Add Metal backend core ETMetal runtime. #15020

manuelcandales · 2025-10-10T21:01:37Z

This commit introduces the foundational Metal backend runtime.

Key features:

ETMetalStream for managing Metal devices, command queues, buffers, and synchronization.
ETMetalShaderLibrary for compiling Metal shader source and caching pipeline states.
ETMetalKernelFunction for kernel argument binding, dispatching, and synchronization with stream-managed encoders.
Added global buffer management and pointer tracking between host and Metal buffers.
Added global stream management utilities and synchronization helpers

This provides the necessary runtime primitives for executing compute shaders and MPSGraph workloads.

[ghstack-poisoned]

manuelcandales · 2025-10-10T21:01:39Z

Stack from ghstack (oldest at bottom):

pytorch-bot · 2025-10-10T21:01:41Z

🔗 Helpful Links

🧪 See artifacts and rendered test results at hud.pytorch.org/pr/pytorch/executorch/15020

📄 Preview Python docs built from this PR

Note: Links to docs will display an error until the docs builds have been completed.

✅ No Failures

As of commit d37e7ef with merge base 6e0c9f6 ():
💚 Looks good so far! There are no failures yet. 💚

This comment was automatically generated by Dr. CI and updates every 15 minutes.

[ghstack-poisoned]

mergennachin

See inline

mergennachin · 2025-10-12T16:13:24Z

backends/apple/metal/runtime/shims/et_metal.mm

+    // Commit buffer and allow immediate reuse for better performance
+    [commandBuffer_ commit];
+    ET_LOG(Debug, "ETMetalStream::commitAndContinue: Committed buffer %p with continue", commandBuffer_);
+


Don't you need to release the buffer after commit?

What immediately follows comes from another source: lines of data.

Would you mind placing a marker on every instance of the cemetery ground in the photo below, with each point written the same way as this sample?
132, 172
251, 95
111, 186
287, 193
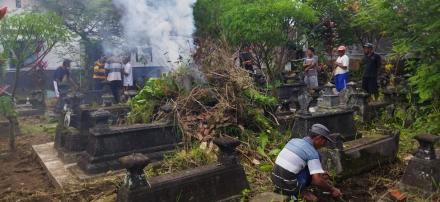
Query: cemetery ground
23, 179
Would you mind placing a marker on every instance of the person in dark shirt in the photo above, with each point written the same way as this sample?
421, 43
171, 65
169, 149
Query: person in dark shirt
371, 64
62, 83
246, 59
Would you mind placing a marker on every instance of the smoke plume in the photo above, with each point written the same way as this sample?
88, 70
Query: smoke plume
164, 25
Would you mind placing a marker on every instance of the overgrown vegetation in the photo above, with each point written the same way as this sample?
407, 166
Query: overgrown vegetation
182, 160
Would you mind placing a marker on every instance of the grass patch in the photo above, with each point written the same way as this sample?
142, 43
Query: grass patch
182, 160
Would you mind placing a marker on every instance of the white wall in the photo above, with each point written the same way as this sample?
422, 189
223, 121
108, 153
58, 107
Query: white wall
63, 51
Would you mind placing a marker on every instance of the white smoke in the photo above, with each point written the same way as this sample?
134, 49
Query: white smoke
164, 25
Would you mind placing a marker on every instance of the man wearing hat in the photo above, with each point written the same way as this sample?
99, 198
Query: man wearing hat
371, 64
298, 165
341, 70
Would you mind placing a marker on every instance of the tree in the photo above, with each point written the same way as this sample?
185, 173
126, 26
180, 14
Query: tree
7, 110
27, 38
93, 21
267, 26
414, 28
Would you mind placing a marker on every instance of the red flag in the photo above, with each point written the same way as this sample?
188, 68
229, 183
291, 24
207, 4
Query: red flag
3, 11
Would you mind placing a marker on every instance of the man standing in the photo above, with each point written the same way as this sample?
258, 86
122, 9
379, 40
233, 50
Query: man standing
3, 12
99, 73
341, 70
114, 68
311, 69
371, 64
298, 165
128, 74
62, 83
246, 59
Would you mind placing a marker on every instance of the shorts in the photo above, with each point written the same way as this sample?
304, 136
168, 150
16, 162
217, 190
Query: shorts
341, 81
311, 81
369, 84
288, 183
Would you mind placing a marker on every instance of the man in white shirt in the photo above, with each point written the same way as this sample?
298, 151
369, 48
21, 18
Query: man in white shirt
341, 71
128, 74
298, 165
114, 76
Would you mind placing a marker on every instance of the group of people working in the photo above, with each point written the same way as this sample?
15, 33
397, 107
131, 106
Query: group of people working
115, 72
371, 64
298, 165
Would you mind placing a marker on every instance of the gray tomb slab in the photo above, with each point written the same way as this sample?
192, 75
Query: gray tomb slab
107, 144
358, 156
339, 121
423, 171
223, 181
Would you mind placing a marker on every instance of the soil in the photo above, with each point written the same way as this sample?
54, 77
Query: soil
20, 171
23, 179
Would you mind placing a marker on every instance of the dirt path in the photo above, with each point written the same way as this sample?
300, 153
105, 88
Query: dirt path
20, 173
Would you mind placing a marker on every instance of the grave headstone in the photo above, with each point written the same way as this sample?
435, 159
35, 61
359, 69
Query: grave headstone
328, 100
106, 144
423, 171
358, 156
223, 181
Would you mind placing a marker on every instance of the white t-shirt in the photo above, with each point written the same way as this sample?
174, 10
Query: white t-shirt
345, 61
293, 163
128, 77
114, 71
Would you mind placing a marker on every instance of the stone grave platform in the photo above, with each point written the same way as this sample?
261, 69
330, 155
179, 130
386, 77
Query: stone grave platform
63, 175
337, 121
351, 158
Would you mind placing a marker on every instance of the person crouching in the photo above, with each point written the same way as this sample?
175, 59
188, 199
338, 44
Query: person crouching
298, 166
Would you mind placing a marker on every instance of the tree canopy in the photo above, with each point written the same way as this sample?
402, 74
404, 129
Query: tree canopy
28, 37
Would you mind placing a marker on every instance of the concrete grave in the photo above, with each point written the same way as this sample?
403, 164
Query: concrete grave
223, 181
358, 156
72, 132
423, 171
288, 93
338, 121
106, 144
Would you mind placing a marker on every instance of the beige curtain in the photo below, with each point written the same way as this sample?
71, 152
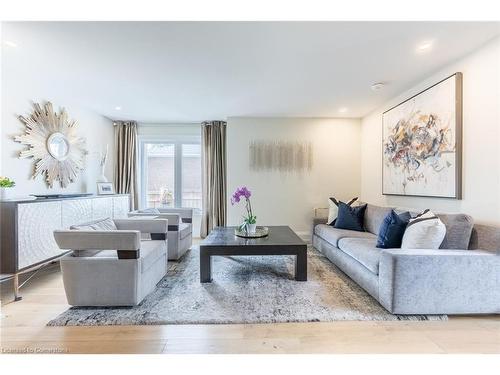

[commandBuffer_ release]; commandBuffer_ = nil;

With commitAndContinue we commit and continue reusing the buffer, until we flush. So, we don't release it after commit.

mergennachin · 2025-10-12T16:17:29Z

backends/apple/metal/runtime/shims/et_metal.mm

+    if (cps_) [cps_ retain];
+    if (func_) [func_ retain];


Why do you need these retain lines? Aren't these already owned by the class?

I think retaining ensures that the objects remain valid for the lifetime of the ETMetalKernelFunction instance, preventing them from being deallocated elsewhere. Without the retains cps_ and func_ could become dangling pointers.
Similar patter followed in PyTorch here

mergennachin · 2025-10-12T16:18:13Z

backends/apple/metal/runtime/shims/et_metal.mm

+        // Don't release encoder_ here - the stream owns it
+        // Only clean up our own references
+        if (cps_) {
+            [cps_ release];
+            cps_ = nil;
+        }
+        if (func_) {
+            [func_ release];
+            func_ = nil;
+        }
+
+        encoder_ = nil; // Clear reference without releasing


Just this?

cps_ = nil; func_ = nil; encoder_ =nil;

No, we need to release them, because we own them now.
Same pattern followed in PyTorch here

mergennachin · 2025-10-12T16:19:02Z

backends/apple/metal/runtime/shims/et_metal.mm

+                          resultsDictionary:results
+                        executionDescriptor:nil];
+
+            //synchronize(syncType);


Why commented out?

left over of debugging, deleted.

backends/apple/metal/runtime/shims/et_metal.h

mergennachin · 2025-10-12T16:38:54Z

backends/apple/metal/runtime/shims/et_metal.h

+extern "C" {
+#endif
+
+// Memory management functions for Metal


Docblock about the memory management aspect of this design, such as buffer lifecycle, thread safety etc.

Buffer management is something I want to change. I think I want to have some kind of RAII instead of a global map. But I was hoping to do that after this first landing. Is it ok if I add documentation here later?

mergennachin · 2025-10-12T16:41:55Z

backends/apple/metal/runtime/shims/et_metal.h

+
+// C++ only - expose the Metal buffer mapping
+#ifdef __OBJC__
+extern std::unordered_map<void*, MTLBuffer_t> ptr_to_mtl_buffer;


do you need a lock and thread safety to access ptr_to_mtl_buffer?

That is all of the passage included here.